La tarification à la pathologie est inadaptée à la gériatrie, aux maladies chroniques, aux maladies graves, et à la psychiatrie évidemment. Le CESAME a pour objectif la prise en charge de l’avant et de l’après crise. Le soin ne se réduit pas à l’acte de consultation, à l’hospitalisation. La suite de la prise en charge n’est pas chiffrable, la prévention non plus. Il nous faut donc faire des groupes homogènes de malades, pour tenter d’évaluer le coût d’une pathologie. De plus, suites aux évènements récents de Pau, Grenoble ou ailleurs, les discours sécuritaires de Sarkozy orientent la psychiatrie vers des structures fermées, le port de bracelets… qui vont à l’encontre du choix d’ouverture du CESAME vers l’extérieur. Les personnels seront constitués de soignants et de gardiens… pour des malades enfermés à vie.

L’hôpital sera géré par un directoire et un conseil de surveillance. Les médecins chefs de pôles seront nommés avec l’aval du Ministère et du Directeur d’Etablissement. Quelle place pour les élus ? les professionnels ? les syndicats ?

Les médecins sont inquiets : on a une augmentation de 12 % des soins, alors que les budgets sont en régressions de plusieurs millions d’euros.

Sur Angers, on a l’un des nombres de psychiatres les plus importants de France. Pour réduire la demande, les besoins, on réduit l’offre : s’il y a moins de médecins, il y aura moins d’actes, donc moins de dépenses. Derrière la psychiatrie, c’est un véritable projet de société dont il s’agit. Comment nous sentons nous concernés en tant que citoyens ?


Suite aux revendications et grèves, aux rendez-vous avec le préfet et l’ARH, cette solution de fermeture d’un secteur a finalement été abandonnée.

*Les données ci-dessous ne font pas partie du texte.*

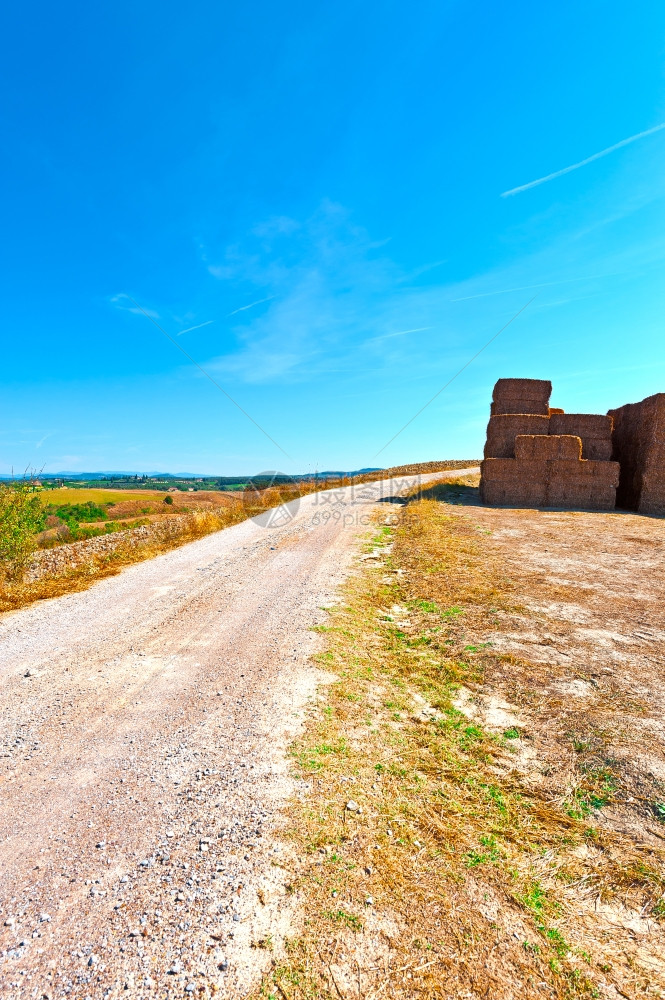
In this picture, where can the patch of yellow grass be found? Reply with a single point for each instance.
(67, 495)
(425, 866)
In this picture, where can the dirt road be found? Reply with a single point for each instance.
(144, 724)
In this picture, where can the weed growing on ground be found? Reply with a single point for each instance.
(415, 825)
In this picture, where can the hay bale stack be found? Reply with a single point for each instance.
(638, 443)
(504, 428)
(583, 483)
(548, 447)
(537, 456)
(595, 429)
(559, 482)
(521, 395)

Actuellement en France, dans ce domaine de la psychiatrie, comme dans l’enseignement et l’éducation (problème des RASED), la justice (traitement des prisonniers)… on est sur des réponses simplistes à des questions complexes.

Il est important de remettre en route la solidarité, de se positionner en tant que citoyens, en tant que PS.